WWF has developed a framework for regenerative palm oil as a part of the Climate Solutions Partnership, a collaboration between HSBC, the World Resources Institute and WWF.

 

Notes: 

[1] SAF Dende smallholders in Brazil obtained 29% higher FFB yields and oil contents in agroforestry plots compared to monoculture oil palm (https://www.embrapa.br/en/busca-de-noticias/-/noticia/60140370/dende-em-sistemas-agroflorestais-e-produtivo-e-gera-servicos-ambientais). WildAsia’s WAGS-Bio programme in Sabah yielded a 30% increase in gross profit compared to conventional smallholder plots (https://oilpalm.wildasia.org/spiral/bio/). 

[2] Tohiran K. et al. (2017) Targeted cattle grazing as alternative to herbicides for controlling weeds in bird-friendly oil palm plantations. Agronomy for Sust. Development. 37; Gabdo B. & Ablatif, I. (2013) Analysis of the Benefits of Livestock to Oil Palm in an Integrated System: Evidence from Selected Districts in Johor, Malaysian. J. of Agric.
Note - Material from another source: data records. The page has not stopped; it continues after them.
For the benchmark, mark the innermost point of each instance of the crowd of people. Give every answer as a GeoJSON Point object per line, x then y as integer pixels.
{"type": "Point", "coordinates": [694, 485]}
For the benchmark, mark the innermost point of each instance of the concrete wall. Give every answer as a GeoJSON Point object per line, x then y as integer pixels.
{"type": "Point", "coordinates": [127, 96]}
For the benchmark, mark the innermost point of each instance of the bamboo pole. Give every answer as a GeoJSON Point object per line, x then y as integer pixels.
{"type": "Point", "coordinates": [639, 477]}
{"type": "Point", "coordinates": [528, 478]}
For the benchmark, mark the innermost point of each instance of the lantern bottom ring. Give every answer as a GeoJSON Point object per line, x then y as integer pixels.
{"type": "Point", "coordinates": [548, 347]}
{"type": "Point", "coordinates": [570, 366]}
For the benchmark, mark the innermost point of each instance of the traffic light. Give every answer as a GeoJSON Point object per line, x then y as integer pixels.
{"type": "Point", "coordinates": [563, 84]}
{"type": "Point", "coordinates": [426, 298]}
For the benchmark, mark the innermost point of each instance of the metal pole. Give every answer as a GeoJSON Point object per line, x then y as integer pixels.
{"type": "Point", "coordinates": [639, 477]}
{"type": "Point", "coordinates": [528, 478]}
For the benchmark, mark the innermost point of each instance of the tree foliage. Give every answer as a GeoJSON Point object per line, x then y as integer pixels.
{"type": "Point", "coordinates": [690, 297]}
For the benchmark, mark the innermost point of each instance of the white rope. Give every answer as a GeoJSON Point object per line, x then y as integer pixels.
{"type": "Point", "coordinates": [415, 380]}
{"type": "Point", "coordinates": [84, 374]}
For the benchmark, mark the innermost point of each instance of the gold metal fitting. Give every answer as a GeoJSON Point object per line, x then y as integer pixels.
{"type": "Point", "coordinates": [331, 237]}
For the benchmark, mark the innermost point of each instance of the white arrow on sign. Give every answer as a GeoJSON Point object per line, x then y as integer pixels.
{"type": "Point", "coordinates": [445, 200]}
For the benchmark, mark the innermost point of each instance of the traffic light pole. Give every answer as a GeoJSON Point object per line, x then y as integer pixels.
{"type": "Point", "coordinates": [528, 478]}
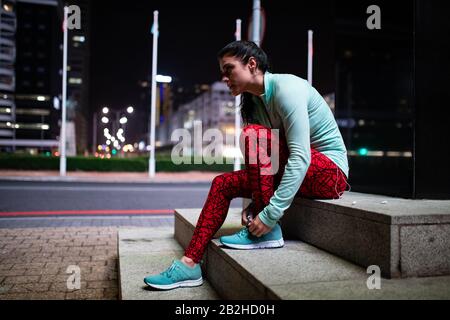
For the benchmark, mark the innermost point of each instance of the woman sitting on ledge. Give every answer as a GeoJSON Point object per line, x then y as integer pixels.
{"type": "Point", "coordinates": [311, 156]}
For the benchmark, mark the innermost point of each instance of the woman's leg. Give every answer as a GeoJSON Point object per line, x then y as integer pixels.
{"type": "Point", "coordinates": [223, 189]}
{"type": "Point", "coordinates": [257, 142]}
{"type": "Point", "coordinates": [323, 180]}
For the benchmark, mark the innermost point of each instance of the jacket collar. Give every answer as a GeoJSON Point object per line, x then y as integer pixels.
{"type": "Point", "coordinates": [268, 86]}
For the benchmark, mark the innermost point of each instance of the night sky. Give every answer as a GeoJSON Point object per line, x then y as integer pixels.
{"type": "Point", "coordinates": [191, 33]}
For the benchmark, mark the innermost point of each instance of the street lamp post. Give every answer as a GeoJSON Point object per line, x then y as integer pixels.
{"type": "Point", "coordinates": [155, 31]}
{"type": "Point", "coordinates": [62, 138]}
{"type": "Point", "coordinates": [237, 119]}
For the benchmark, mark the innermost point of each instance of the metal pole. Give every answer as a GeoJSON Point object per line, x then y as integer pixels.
{"type": "Point", "coordinates": [62, 139]}
{"type": "Point", "coordinates": [237, 119]}
{"type": "Point", "coordinates": [94, 133]}
{"type": "Point", "coordinates": [310, 55]}
{"type": "Point", "coordinates": [151, 164]}
{"type": "Point", "coordinates": [256, 21]}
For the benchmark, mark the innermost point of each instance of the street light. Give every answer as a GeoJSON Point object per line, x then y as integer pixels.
{"type": "Point", "coordinates": [123, 120]}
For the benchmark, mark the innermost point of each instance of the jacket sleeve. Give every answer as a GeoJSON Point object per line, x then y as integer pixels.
{"type": "Point", "coordinates": [291, 101]}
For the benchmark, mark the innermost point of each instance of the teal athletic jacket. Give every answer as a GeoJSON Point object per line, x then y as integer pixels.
{"type": "Point", "coordinates": [304, 118]}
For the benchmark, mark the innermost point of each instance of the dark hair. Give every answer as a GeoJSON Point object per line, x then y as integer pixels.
{"type": "Point", "coordinates": [244, 50]}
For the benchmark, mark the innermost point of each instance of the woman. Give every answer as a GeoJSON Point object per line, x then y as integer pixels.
{"type": "Point", "coordinates": [310, 150]}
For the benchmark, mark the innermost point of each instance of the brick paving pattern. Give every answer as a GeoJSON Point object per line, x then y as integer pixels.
{"type": "Point", "coordinates": [34, 263]}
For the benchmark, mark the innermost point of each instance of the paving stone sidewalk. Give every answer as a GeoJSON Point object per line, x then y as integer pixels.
{"type": "Point", "coordinates": [34, 263]}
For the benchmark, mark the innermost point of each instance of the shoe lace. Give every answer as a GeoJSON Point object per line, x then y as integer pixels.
{"type": "Point", "coordinates": [243, 232]}
{"type": "Point", "coordinates": [169, 271]}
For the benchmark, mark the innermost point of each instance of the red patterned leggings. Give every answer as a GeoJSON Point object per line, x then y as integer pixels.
{"type": "Point", "coordinates": [323, 180]}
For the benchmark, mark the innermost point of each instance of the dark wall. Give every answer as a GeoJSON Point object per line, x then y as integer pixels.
{"type": "Point", "coordinates": [432, 97]}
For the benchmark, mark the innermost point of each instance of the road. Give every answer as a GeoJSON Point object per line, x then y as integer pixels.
{"type": "Point", "coordinates": [55, 204]}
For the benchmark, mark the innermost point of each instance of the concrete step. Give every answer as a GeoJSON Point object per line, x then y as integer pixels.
{"type": "Point", "coordinates": [404, 237]}
{"type": "Point", "coordinates": [144, 251]}
{"type": "Point", "coordinates": [296, 271]}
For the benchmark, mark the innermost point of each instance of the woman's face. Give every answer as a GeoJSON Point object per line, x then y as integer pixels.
{"type": "Point", "coordinates": [235, 74]}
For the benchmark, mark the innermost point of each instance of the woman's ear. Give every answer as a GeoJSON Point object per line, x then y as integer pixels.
{"type": "Point", "coordinates": [252, 64]}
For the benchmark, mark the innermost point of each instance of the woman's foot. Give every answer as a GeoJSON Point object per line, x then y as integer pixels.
{"type": "Point", "coordinates": [177, 275]}
{"type": "Point", "coordinates": [245, 240]}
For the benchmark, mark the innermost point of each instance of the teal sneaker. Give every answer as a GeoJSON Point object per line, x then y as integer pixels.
{"type": "Point", "coordinates": [177, 275]}
{"type": "Point", "coordinates": [245, 240]}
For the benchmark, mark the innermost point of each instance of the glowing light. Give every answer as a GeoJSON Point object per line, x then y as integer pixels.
{"type": "Point", "coordinates": [363, 151]}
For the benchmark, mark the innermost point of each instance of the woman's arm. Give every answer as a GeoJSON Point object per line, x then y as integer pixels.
{"type": "Point", "coordinates": [291, 100]}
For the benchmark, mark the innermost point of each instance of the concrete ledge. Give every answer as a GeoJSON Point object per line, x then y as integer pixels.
{"type": "Point", "coordinates": [296, 271]}
{"type": "Point", "coordinates": [405, 238]}
{"type": "Point", "coordinates": [144, 251]}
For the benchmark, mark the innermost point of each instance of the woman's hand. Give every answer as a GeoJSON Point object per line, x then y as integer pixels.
{"type": "Point", "coordinates": [258, 228]}
{"type": "Point", "coordinates": [246, 214]}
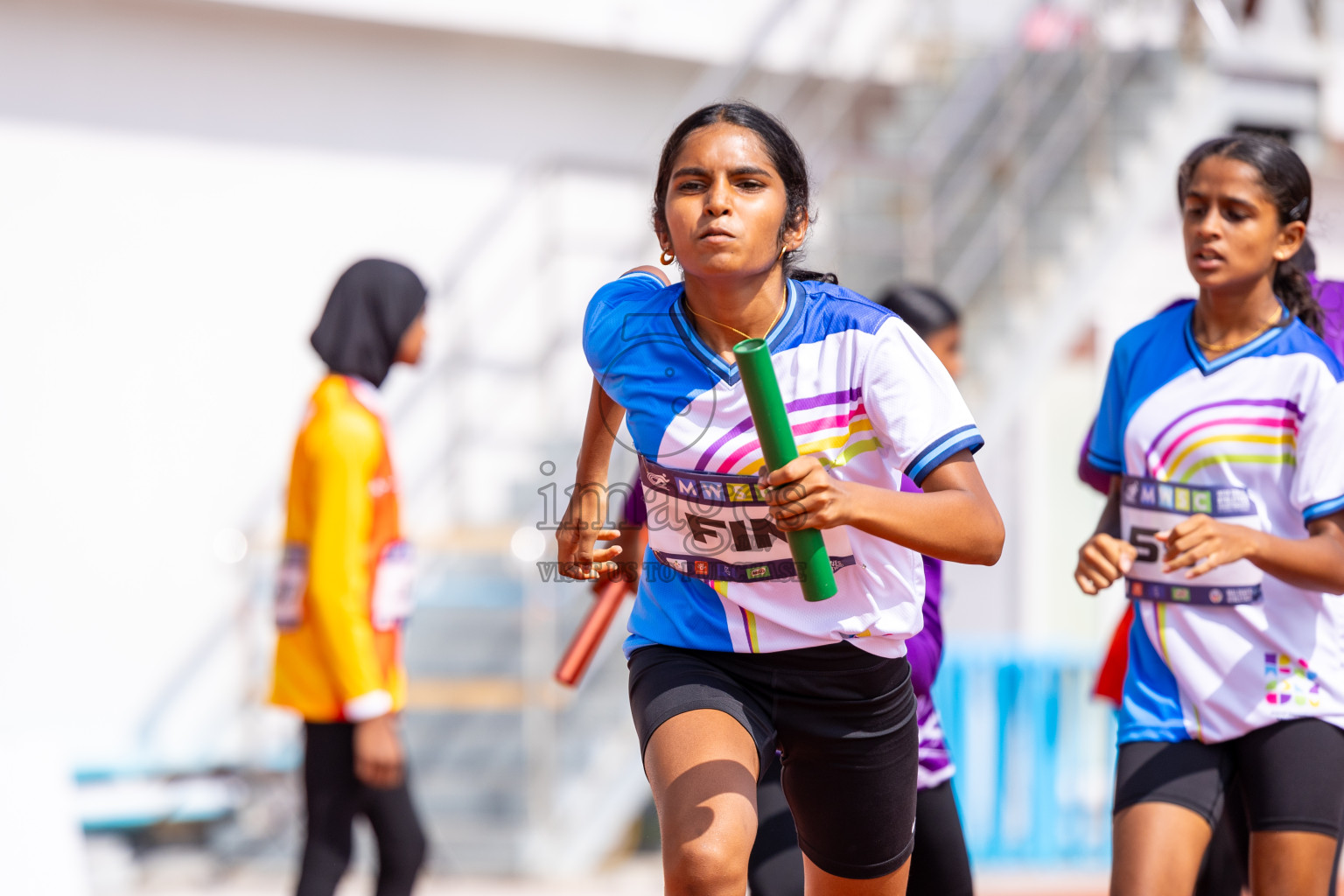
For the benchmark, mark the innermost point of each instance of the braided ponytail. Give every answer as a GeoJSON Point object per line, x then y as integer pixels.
{"type": "Point", "coordinates": [1288, 185]}
{"type": "Point", "coordinates": [1292, 286]}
Sci. 5

[3] Sabah: A Global Leader in Sustainable Palm Oil | WWF Malaysia

[4]  As part of the collaboration between Sabah Softwoods Berhard and WWF Malaysia https://wwf.panda.org/wwf_news/?345010/WWF-Malaysia-and-Sabah-Softwoods-Berhad-Signs-Agreement-for-Wildlife-Corridor a wildlife corridor was established which reduced crop losses from roughly RM 500’000 per year to RM 5’000 over a 6 year period.

[5] Evidence from other commodities points to reduced climate vulnerability of healthy soils (Nature-related financial risk: use case https://www.cisl.cam.ac.uk/files/robeco-cisl_nature-related_financial_risk_use_case_-_land_degradationl.pdf). Likelihoods of disruption of operations or grievance cases as a result of land conflicts are reduced, if communities are treated fairly and are involved in resource management (Abram N. et al. (2017) Oil palm-community conflict mapping in Indonesia: A case for better community liaison in planning for development initiatives. Applied Geography. 78.)